According to Edell, organisations must consider their own business and establish a framework for AI use. As for the how she suggests that this should be developed through the consideration of all stakeholders. Incorporating regular assessments is necessary to ensure continued efficacy and compliance with regulations and established ethics.

“Transparent and regular communication to the board by providing clear documentation on how AI systems process data and make decisions helps to keep them informed and engaged in oversight responsibilities,” elaborates Edell.

Rapp suggests establishing a framework and developing guidelines around AI use, collection, and innovation as the first step organisations need to take. He further suggests that this framework should focus on fairness, transparency, accountability, and privacy – elements essential to aligning with ethical principles and regulatory requirements.

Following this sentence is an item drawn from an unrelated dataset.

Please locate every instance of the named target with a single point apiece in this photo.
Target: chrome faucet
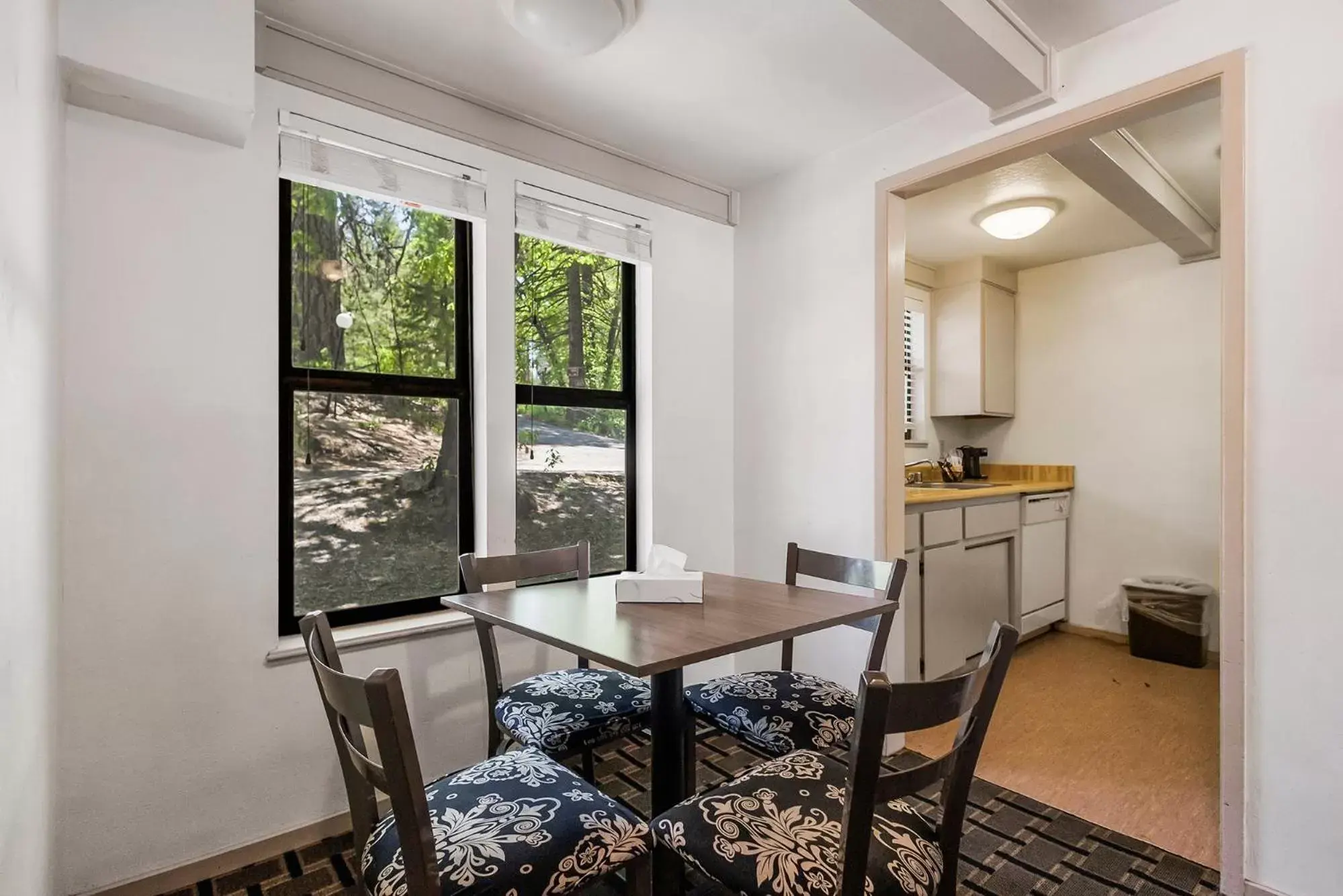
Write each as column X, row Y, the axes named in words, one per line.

“To communicate this need to boards, CISOs must focus on the positive outcomes that this framework will promote,” he posits. “Examples include building trust with customers, partners, and regulators, as well as future-proofing the business by positioning the company as one that advocates for ethical AI in the long run.”

Facing up to the realities

Asked how organisations can leverage AI to address complex cybersecurity challenges and transform our security workflows while maintaining a pragmatic and business-focused approach,

Rapp says AI can analyse vast datasets to detect anomalies that may indicate security breaches or unusual behaviour, and even handle monotonous and repetitive security tasks, ensuring that cybersecurity best practices are consistently implemented without the risk of human error, boredom, or negligence.

In the 2024 Voice of the CISO, 86% of CISOs in Singapore are already looking to deploy AI-powered solutions within their organisation.

“CISOs should focus on illustrating cost savings or revenue gains due to AI implementation versus traditional approaches to prove how AI has improved threat detection rates or faster response times, ultimately resulting in reduced downtime and improved operational efficiency.” Dan Rapp

Edell agrees that cybersecurity is becoming more complex. She observes that AI is being leveraged to create more powerful and insidious attacks. “That’s one of the reasons we need to leverage AI in the security effort too,” she surmised. “AI-powered solutions can be very impactful for supporting security teams.”

“Organisations should be leveraging AI in the places that make sense for them, in terms of the goals and parameters of their own business. By deploying AI-powered solutions in high-impact areas, organisations can begin to transform their security workflows and establish a more robust security posture.” Georgia Edell

In 2025, CISOs and boards in Asia must bridge their perspectives on cybersecurity, prioritising clear communication and collaboration. By aligning on business impacts, leveraging AI for enhanced security, and committing to continuous learning, they can transform challenges into opportunities. A unified approach will not only fortify defences but also drive innovation, ensuring resilience in an ever-evolving digital landscape. Together, they can lead the charge toward a safer, more secure future.